Hubungan Melalui Kontak Personal
            Salah satu pekerjaan petugas public relations adalah memikirkan kepentingan publik. Wawasan seorang PRO biasanya dibentuk oleh pengalaman-pengalaman mereka, misalnya  dengan memperhatikan sikap, tindak-tanduk, kebiasaan, cara-cara melayani, dan sebagainya. Yang terpenting untuk diperhatikan disini adalah perlakuan terhadap perseorangan yang mempunyai hubungan atau berhubungan  dengan lembaga / organisasi / perusahaan tersebut. Seorang PRO yang berhubungan langsung  dengan publiknya harus selalu bersikap ramah, sopan, selalu bersedia mendengarkan apa yang dikatakan dan ditanyakan publik, sabar dalam melayani mereka dan tidak menangguhkan sesuatu pelayanan yang segera dapat dilakukan.
           
Hubungan  dengan media massa
Salah satu kegiatan public relations yang penting adalah menyelenggarakan hubungan  dengan media massa, karena media massa, terutama pers merupakan media yang memainkan peranan penting dalam penyebaran informasi / berita kepada masyarakat, juga kepada pemerintah dan dalam pembentukan opini publik.
Hubungan public relations  dengan media massa memiliki 5 sasaran, yaitu :  [12]
1.      untuk memperoleh publisitas seluas mungkin mengenai kegiatan serta kangkah lembaga / organisasi yang dianggap baik untuk diketahui oleh publik.
2.      untuk memperoleh tempat dalam pemberitaan pers  ( liputan, laporan, ulasan, atau tajuk ) yang obyektif, wajar, dan seimbang mengenai hal-hal yang menguntungkan lembaga / organisasi.
3.      untuk memperoleh umpan balik mengenai upaya dan kegiatan lembaga / organisasi.
4.      melengkapi data / informasi bagi pimpinan lembaga untuk keperluan pembuatan penilaian secara tepat  mengenai situasi atau permasalahan yang mempengaruhi keberhasilan kegiatan lembaga.
5.      mewujudkan hubungan yang stabil dan berkelanjutan yang dilandasi oleh rasa saling percaya dan saling menghormati.
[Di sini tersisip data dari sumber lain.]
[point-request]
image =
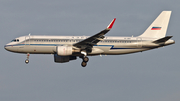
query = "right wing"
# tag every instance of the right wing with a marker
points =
(93, 40)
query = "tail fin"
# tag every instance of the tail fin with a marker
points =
(159, 27)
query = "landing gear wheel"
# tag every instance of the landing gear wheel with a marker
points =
(83, 64)
(26, 61)
(85, 59)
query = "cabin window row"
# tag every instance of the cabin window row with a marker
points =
(106, 41)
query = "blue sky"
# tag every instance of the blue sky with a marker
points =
(148, 76)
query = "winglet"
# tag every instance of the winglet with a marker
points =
(111, 24)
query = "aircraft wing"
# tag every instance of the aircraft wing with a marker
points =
(93, 40)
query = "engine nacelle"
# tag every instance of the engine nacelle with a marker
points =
(63, 59)
(64, 50)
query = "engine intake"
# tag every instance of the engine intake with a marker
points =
(63, 59)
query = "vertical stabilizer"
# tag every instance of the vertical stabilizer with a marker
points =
(159, 27)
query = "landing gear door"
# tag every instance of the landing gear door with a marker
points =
(139, 42)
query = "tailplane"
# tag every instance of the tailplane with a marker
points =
(159, 27)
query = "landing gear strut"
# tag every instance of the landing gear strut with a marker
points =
(84, 62)
(27, 60)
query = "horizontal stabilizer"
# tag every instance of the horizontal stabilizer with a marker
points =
(163, 39)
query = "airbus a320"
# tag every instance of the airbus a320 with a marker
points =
(67, 48)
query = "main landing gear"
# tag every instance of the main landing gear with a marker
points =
(84, 62)
(27, 60)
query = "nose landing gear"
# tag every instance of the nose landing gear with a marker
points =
(27, 60)
(84, 62)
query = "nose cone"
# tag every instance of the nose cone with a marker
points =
(8, 48)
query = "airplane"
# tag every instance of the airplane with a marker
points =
(68, 48)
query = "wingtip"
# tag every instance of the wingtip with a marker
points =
(111, 24)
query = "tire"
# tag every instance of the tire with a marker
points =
(85, 59)
(26, 61)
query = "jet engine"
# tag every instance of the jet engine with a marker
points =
(64, 50)
(63, 59)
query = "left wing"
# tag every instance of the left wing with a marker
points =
(93, 40)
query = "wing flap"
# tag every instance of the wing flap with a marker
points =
(91, 41)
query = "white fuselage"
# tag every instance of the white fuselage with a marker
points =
(108, 46)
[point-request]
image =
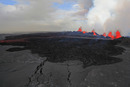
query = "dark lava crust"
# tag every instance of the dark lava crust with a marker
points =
(61, 49)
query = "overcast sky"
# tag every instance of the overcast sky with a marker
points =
(64, 15)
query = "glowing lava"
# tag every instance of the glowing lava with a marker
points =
(118, 35)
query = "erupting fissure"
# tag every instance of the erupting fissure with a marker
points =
(118, 35)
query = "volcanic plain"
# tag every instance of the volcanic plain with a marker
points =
(64, 59)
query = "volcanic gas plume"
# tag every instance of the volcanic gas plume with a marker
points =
(118, 35)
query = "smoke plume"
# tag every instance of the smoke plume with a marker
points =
(109, 15)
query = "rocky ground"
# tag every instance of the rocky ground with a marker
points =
(65, 62)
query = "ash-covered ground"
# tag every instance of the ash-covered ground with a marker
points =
(64, 59)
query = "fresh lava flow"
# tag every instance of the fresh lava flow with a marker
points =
(118, 35)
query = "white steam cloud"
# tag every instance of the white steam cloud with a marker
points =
(109, 15)
(41, 15)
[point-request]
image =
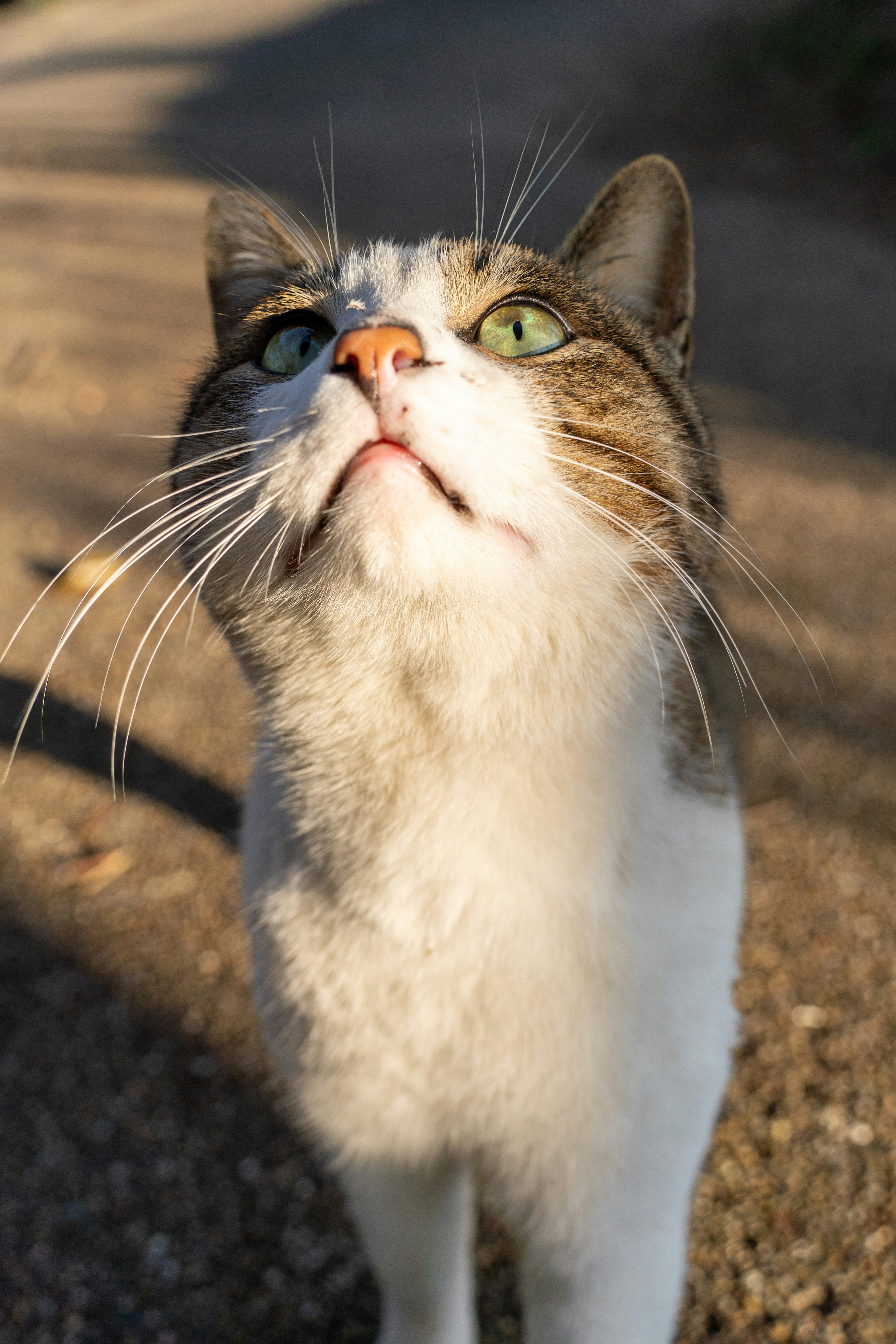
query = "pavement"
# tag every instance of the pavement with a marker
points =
(151, 1187)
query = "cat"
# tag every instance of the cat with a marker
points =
(457, 513)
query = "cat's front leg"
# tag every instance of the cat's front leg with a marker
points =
(418, 1232)
(623, 1283)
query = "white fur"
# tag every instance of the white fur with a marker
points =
(492, 937)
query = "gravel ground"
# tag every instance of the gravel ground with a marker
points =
(151, 1189)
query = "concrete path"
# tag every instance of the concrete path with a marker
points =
(796, 304)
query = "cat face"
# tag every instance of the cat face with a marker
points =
(463, 429)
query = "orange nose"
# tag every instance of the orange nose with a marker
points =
(377, 354)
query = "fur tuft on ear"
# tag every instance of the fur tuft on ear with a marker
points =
(636, 242)
(248, 251)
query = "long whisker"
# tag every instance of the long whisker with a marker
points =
(220, 550)
(546, 190)
(116, 522)
(664, 616)
(645, 462)
(542, 170)
(332, 177)
(481, 212)
(275, 209)
(476, 194)
(93, 596)
(327, 209)
(201, 519)
(742, 561)
(730, 644)
(526, 185)
(518, 170)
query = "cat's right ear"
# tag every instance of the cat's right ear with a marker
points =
(248, 253)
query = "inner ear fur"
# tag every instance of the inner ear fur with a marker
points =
(248, 252)
(636, 244)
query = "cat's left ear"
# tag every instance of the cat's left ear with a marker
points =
(248, 253)
(636, 242)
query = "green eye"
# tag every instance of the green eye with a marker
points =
(522, 330)
(292, 350)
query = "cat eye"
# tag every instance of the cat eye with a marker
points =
(520, 330)
(293, 349)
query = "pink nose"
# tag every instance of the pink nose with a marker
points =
(375, 355)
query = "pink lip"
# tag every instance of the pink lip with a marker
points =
(383, 451)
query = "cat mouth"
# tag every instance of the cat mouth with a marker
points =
(382, 452)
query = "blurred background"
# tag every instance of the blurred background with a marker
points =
(151, 1189)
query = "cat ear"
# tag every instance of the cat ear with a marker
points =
(636, 242)
(248, 251)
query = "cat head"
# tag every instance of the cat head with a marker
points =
(456, 432)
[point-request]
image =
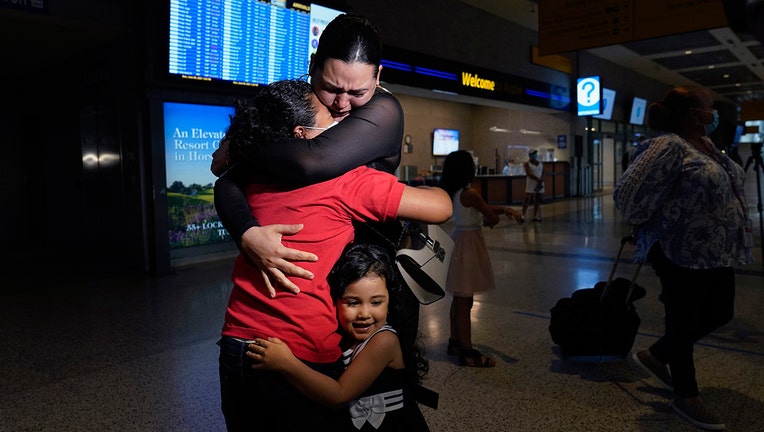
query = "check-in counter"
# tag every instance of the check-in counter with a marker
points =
(504, 189)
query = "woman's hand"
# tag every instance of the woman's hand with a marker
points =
(270, 354)
(263, 246)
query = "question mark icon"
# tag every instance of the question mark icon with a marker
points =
(588, 89)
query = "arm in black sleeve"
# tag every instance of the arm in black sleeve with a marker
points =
(370, 135)
(232, 206)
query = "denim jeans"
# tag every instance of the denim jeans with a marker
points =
(696, 303)
(261, 400)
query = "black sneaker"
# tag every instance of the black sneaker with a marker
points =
(696, 412)
(656, 369)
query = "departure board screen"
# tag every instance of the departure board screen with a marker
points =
(246, 42)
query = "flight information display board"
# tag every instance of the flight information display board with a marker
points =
(243, 41)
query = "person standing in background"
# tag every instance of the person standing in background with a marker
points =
(534, 184)
(307, 320)
(686, 201)
(470, 270)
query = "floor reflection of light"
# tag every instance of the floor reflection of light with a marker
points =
(586, 278)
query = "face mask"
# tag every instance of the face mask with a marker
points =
(714, 123)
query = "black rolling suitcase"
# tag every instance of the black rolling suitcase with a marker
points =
(600, 323)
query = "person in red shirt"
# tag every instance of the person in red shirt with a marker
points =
(305, 320)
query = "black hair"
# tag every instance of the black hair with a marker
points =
(458, 171)
(667, 114)
(269, 116)
(362, 259)
(349, 38)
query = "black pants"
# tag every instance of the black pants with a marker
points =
(696, 302)
(259, 400)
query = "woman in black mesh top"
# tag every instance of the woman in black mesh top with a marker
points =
(345, 76)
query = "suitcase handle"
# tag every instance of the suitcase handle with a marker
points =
(624, 240)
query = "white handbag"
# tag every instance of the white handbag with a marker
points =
(423, 259)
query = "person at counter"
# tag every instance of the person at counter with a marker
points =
(534, 184)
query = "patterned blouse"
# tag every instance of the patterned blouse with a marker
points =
(691, 203)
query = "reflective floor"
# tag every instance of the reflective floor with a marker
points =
(140, 355)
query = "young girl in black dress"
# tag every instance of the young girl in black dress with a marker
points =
(384, 363)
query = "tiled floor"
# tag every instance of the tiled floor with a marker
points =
(140, 355)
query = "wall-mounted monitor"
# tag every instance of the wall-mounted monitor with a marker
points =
(192, 132)
(638, 107)
(608, 99)
(243, 42)
(444, 141)
(739, 129)
(589, 96)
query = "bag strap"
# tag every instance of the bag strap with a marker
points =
(627, 239)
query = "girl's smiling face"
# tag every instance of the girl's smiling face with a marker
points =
(362, 310)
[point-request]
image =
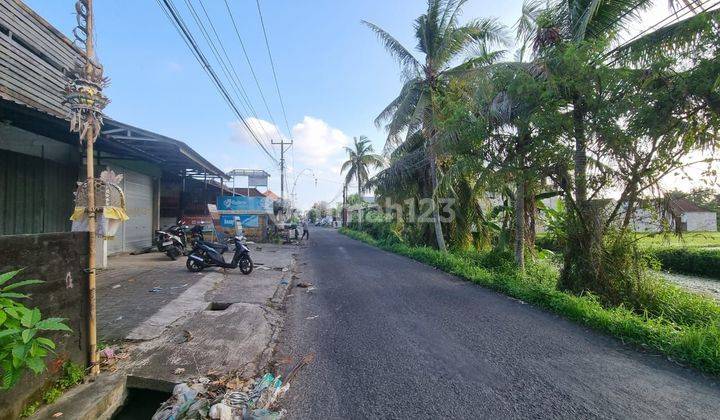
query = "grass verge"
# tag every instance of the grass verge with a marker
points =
(696, 344)
(691, 261)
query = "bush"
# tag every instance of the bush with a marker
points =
(674, 322)
(20, 345)
(697, 261)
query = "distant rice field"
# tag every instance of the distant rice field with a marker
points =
(687, 240)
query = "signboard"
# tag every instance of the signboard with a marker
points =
(247, 220)
(257, 180)
(240, 204)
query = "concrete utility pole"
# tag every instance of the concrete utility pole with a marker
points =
(282, 144)
(344, 208)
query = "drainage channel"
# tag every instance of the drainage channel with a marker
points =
(143, 398)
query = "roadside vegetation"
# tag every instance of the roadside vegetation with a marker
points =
(22, 344)
(479, 136)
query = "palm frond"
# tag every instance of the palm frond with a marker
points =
(394, 47)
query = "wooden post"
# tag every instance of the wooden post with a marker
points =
(92, 212)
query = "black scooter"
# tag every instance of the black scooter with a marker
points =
(204, 255)
(172, 241)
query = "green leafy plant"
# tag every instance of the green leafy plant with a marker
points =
(21, 346)
(73, 374)
(30, 409)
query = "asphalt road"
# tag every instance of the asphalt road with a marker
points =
(397, 339)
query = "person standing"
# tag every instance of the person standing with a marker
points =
(306, 230)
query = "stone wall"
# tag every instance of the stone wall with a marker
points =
(59, 259)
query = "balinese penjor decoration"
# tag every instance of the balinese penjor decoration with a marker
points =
(83, 95)
(109, 202)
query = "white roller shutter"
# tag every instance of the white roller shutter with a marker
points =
(136, 233)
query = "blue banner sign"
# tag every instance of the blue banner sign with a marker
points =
(238, 204)
(247, 220)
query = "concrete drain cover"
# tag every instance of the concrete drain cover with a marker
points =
(218, 306)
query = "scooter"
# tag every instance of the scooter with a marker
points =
(172, 241)
(197, 235)
(204, 255)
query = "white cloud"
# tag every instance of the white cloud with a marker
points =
(262, 129)
(317, 143)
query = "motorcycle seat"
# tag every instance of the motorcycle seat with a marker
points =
(221, 248)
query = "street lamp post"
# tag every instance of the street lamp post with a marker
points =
(297, 177)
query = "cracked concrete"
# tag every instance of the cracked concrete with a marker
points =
(188, 338)
(183, 337)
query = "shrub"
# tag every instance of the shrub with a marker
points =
(693, 261)
(20, 345)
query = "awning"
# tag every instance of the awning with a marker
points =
(172, 155)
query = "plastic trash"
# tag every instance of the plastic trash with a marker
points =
(221, 411)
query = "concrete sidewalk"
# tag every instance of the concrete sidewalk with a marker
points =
(177, 325)
(180, 324)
Hubungan  dengan internal publik
            Tujuan adanya hubungan ini untuk mempererat hubungan antara pimpinan dan karyawan / bawahan, majikan dan buruh, antara sesama pegawai dalam publik intern, sehingga akan menimbulkan kegairahan kerja. Hal ini dapat ditempuh melalui komunikasi yang sinambung.
            Internal public relations dapat dibagi menjadi dua:
1.      Hubungan  dengan karyawan
2.      hubungan  dengan pemegang saham
 Hubungan  dengan karyawan yaitu hubungan  dengan semua pekerja, baik yang “berdasi” maupun pekerja “kasar”.  dengan menggalang hubungan yang demikian maka goodwill, kerjasama dan kepercayaan dari mereka dapat dibina dan dipelihara.
Tugas dan fungsi dari public relations atau humas tidak terlepas dari bidang informasi dan komunikasi mengenai kegiatan atau aktivitas perusahaan yang diwakilinya, untuk disampaikan kepada komunikan (publik) sebagai sasaran atau targetnya.
Keterampilan berkomunikasi seorang public relations, baik melalui lisan maupun tulisan adalah salah satu upaya untuk membentuk opini publik yang sesuai dengan apa yang diharapkan.
Kemudian melalui media massa, tentang apa dan bagaimana pesan tersebut dirancang atau disampaikan sedemikian rupa sehingga dapat menarik perhatian komunikan. Pesan harus sistematis, deskriptif, persuasif, informatif, emosional, dan responsif yang disesuaikan dengan situasi, kondisi kepentingan dan keinginan-keinginan dari kedua belah pihak.[13]
Hal ini dapat dicapai melalui hubungan komunikasi dua arah yang efektif dengan teknik dan metode tertentu. Apa dan bagaimana menguasai teknik atau cara berkomunikasi yang tepat dan baik? Bagaimana memanfaatkan media cetak atau media elektronik sebagai alat untuk menyampaikan pesan, dalam bentuk teknologi apa? Dengan bahasa, tulisan, dan gambar yang akan membawa pesan kepada komunikan yang dituju secara efektif dan efisien.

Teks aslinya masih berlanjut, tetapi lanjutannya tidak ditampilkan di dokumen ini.